Pour l’heure, a posteriori, la responsabilité du mandataire n’est pas à
exclure en présence d’un préjudice (C. civ., art. 424, al. 1er )[36].
Il a pu être suggéré, par la doctrine, de
s’appuyer sur le principe général de bonne foi[37]
- ce qui est un peu extensif -, ou sur l'article 1161 du Code civil, issu de
l’ordonnance n° 2016-131 du 10 février 2016, en vigueur au 1er
octobre 2016 - et qui devrait évoluer avec la prochaine loi de ratification[38]

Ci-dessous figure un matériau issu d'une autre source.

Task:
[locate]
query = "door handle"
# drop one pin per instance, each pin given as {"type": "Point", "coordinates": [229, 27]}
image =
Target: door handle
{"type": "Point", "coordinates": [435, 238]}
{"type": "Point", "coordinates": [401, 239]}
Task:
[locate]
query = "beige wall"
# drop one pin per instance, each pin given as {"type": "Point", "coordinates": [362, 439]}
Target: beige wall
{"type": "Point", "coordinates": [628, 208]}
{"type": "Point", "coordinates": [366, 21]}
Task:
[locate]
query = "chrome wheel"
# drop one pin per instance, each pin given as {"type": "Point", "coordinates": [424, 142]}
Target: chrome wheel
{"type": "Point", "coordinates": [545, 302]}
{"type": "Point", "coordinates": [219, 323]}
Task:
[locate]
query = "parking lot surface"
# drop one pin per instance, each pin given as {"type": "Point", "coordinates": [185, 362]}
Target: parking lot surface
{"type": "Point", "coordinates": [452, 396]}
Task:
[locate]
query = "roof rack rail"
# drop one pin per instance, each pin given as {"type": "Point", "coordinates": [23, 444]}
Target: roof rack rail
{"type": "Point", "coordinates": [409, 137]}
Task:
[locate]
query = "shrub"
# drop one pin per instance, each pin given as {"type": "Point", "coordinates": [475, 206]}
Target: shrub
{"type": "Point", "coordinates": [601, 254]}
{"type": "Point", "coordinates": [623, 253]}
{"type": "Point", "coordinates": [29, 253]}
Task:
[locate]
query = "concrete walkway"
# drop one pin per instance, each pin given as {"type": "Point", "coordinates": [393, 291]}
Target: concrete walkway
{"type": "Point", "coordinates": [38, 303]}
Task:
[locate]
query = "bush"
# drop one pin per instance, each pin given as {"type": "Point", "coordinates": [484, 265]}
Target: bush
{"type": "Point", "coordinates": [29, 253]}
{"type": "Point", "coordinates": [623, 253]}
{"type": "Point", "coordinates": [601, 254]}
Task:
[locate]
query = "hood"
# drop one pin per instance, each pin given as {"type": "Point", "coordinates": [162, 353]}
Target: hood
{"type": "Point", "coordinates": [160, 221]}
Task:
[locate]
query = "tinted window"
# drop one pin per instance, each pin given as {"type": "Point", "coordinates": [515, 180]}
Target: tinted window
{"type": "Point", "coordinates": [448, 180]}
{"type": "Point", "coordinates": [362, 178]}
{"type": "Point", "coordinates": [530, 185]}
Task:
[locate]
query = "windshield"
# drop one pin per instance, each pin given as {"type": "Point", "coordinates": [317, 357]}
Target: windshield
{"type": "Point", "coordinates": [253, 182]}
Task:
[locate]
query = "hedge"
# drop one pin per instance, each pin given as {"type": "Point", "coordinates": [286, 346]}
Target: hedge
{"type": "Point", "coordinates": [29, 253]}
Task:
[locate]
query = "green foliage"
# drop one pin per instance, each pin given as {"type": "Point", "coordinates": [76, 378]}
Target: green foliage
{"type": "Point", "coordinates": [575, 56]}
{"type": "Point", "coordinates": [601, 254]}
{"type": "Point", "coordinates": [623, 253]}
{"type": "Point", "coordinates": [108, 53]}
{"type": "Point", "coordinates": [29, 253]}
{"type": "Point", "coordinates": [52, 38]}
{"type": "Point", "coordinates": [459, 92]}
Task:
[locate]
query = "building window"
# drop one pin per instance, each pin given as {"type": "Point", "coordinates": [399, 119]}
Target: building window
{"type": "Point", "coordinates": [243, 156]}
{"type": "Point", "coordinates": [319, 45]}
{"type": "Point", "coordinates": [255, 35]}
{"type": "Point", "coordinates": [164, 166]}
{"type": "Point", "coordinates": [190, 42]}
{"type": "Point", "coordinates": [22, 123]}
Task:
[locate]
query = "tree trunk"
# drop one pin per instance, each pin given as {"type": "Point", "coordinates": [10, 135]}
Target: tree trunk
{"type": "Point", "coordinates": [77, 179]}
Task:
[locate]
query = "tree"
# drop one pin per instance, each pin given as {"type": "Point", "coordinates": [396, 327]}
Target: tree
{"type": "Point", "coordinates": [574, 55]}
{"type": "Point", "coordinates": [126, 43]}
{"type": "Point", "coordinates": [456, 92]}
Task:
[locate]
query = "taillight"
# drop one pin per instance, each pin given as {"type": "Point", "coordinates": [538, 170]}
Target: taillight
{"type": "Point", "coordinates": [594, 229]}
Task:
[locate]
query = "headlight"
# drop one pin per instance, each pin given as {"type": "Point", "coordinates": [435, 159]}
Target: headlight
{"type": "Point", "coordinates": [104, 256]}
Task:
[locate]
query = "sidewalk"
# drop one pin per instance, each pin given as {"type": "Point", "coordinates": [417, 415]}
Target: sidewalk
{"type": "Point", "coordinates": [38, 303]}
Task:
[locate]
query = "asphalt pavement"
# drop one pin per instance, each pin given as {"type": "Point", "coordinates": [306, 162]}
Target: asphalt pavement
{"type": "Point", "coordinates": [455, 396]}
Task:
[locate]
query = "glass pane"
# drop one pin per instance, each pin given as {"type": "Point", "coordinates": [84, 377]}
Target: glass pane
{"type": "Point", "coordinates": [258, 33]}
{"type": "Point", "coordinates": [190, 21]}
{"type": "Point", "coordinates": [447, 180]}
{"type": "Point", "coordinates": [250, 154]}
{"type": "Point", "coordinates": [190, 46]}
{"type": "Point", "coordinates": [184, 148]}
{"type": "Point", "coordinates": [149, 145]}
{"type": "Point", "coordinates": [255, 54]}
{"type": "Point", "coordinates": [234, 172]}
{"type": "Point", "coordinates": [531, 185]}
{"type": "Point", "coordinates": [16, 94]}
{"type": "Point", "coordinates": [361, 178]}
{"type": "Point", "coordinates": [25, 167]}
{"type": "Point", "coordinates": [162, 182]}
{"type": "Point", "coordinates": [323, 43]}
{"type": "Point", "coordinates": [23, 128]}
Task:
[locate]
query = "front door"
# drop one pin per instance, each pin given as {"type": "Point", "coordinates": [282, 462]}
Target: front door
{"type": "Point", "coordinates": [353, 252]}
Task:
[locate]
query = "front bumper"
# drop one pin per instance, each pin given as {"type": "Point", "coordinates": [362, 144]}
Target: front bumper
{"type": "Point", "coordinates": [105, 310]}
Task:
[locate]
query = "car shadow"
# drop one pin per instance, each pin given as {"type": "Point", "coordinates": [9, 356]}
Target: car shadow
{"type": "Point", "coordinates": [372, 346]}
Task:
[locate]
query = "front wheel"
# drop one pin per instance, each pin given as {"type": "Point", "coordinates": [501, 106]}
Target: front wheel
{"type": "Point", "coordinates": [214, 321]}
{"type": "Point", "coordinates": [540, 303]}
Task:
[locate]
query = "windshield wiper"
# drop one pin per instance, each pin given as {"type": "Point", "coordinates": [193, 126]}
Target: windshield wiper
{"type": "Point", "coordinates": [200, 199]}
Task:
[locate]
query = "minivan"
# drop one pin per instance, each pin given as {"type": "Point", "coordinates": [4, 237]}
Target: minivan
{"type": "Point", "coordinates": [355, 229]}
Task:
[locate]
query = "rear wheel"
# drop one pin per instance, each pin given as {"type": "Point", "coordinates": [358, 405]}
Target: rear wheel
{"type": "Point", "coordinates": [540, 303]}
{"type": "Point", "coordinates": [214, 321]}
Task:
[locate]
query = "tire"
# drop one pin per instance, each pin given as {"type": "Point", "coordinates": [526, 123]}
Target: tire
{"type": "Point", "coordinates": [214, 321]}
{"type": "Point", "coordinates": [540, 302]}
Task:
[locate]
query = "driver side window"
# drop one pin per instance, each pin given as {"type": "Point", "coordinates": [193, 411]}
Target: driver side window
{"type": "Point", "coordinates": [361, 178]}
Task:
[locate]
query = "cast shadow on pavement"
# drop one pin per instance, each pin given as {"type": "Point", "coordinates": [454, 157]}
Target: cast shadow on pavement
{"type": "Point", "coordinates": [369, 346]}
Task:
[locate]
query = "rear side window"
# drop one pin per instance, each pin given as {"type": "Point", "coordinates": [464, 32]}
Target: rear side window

-, pour forger une amorce de la réglementation du conflit d’intérêts. Dans la
théorie générale de la représentation, ce texte énonce en son alinéa 1er
: « Un représentant ne peut agir pour le compte des deux parties au contrat ni
contracter pour son propre compte avec le représenté » (le contrat avec
soi-même) ; et en son alinéa 2 : «En ces cas, l’acte accompli est nul à moins
que la loi ne l’autorise ou que le représenté ne l’ait autorisé ou ratifié ».
Contracter pour son propre compte avec la personne protégée que l’on représente
pourrait ainsi être qualifié d’opposition d’intérêts, avec la sanction de la
nullité, non qualifiée. Mais, au-delà, il n’est pas certain qu’une telle
disposition, dans sa dérogation du moins, soit réellement adaptée à une mesure
de protection juridique. Quelle valeur aurait une autorisation ou une
ratification du majeur sous mandat de protection future qui, s’il conserve
l’exercice de ses droits, selon l’analyse dominante, subit néanmoins une
altération de ses facultés personnelles (C. civ., art. 481) ? La contestation
ne manquerait pas de naître, serait-ce post-décès.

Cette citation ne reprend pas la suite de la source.